We have also investigated the performance of ASR according to the gender of the speakers. The results show that the speakers of the southern regions produce more unrecognized sentences than those of the northern ones. The ASR rates for each region are generally equal between speakers be they female or male.

In a previous work (Droua-Hamdani et al. 2010), we have assumed that these regions of ALGASD have more homogeneous phonetic features and fewer phonologic differences to achieve a high recognition rate. But, the present study shows variability in the recognition rates between northern and southern localities—about 23 %. This shows that recognition differences are not due to random error but may be due to differences in pronunciation.

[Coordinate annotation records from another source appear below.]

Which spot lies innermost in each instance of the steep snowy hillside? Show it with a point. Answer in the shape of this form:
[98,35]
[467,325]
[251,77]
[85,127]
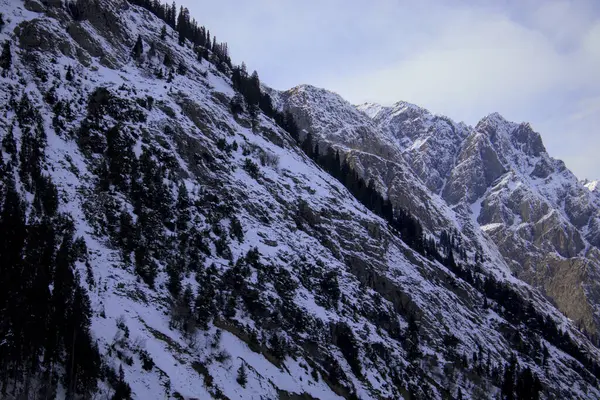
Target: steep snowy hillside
[593,186]
[167,238]
[498,174]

We suppose that this difference is caused by substantial differences in production of certain phonemes of the corpus (allophones). More investigations are needed to reveal which phones produce the deviation between recognition rates.

9 Conclusion

The present study concerns the development of a speech continuous recognizer of MSA. Data set is taken from six regions (3 from the north and 3 from the south) of ALGASD sound corpus. This voice bank mirrors different sources of speech variability related to regional and social variations of Algerian speakers. The speaker-independent system is based on HMM strategy carried out by HTK tools.

Two sets of experiments are conducted to test the ASR performance. The first one uses the overall test data of the six regions, while the second details the performance rates related to each region.

The results of monophone speech recognition models, for the first experiment, are successful for the purposes of ASR and might constitute a useful baseline model for further studies using complex ASR systems dedicated to MSA. However, in the second experiment, we observe unbalanced recognition rates between northern regions and southern ones. The results show a reasonably high correct rate of recognition for R1, R2, and R3 where R3 shows the higher recognition rates. The worst performance is encountered in southern regions; R6 is characterized by a lower accuracy.

Adaptive techniques (Maximum a Posteriori MAP, Maximum Likelihood Linear Regression MLLR) can be used to modify system parameters to better match variations related to the speaker’s accent. This is our primary objective subsequently to improve the performance of the Arabic ASR.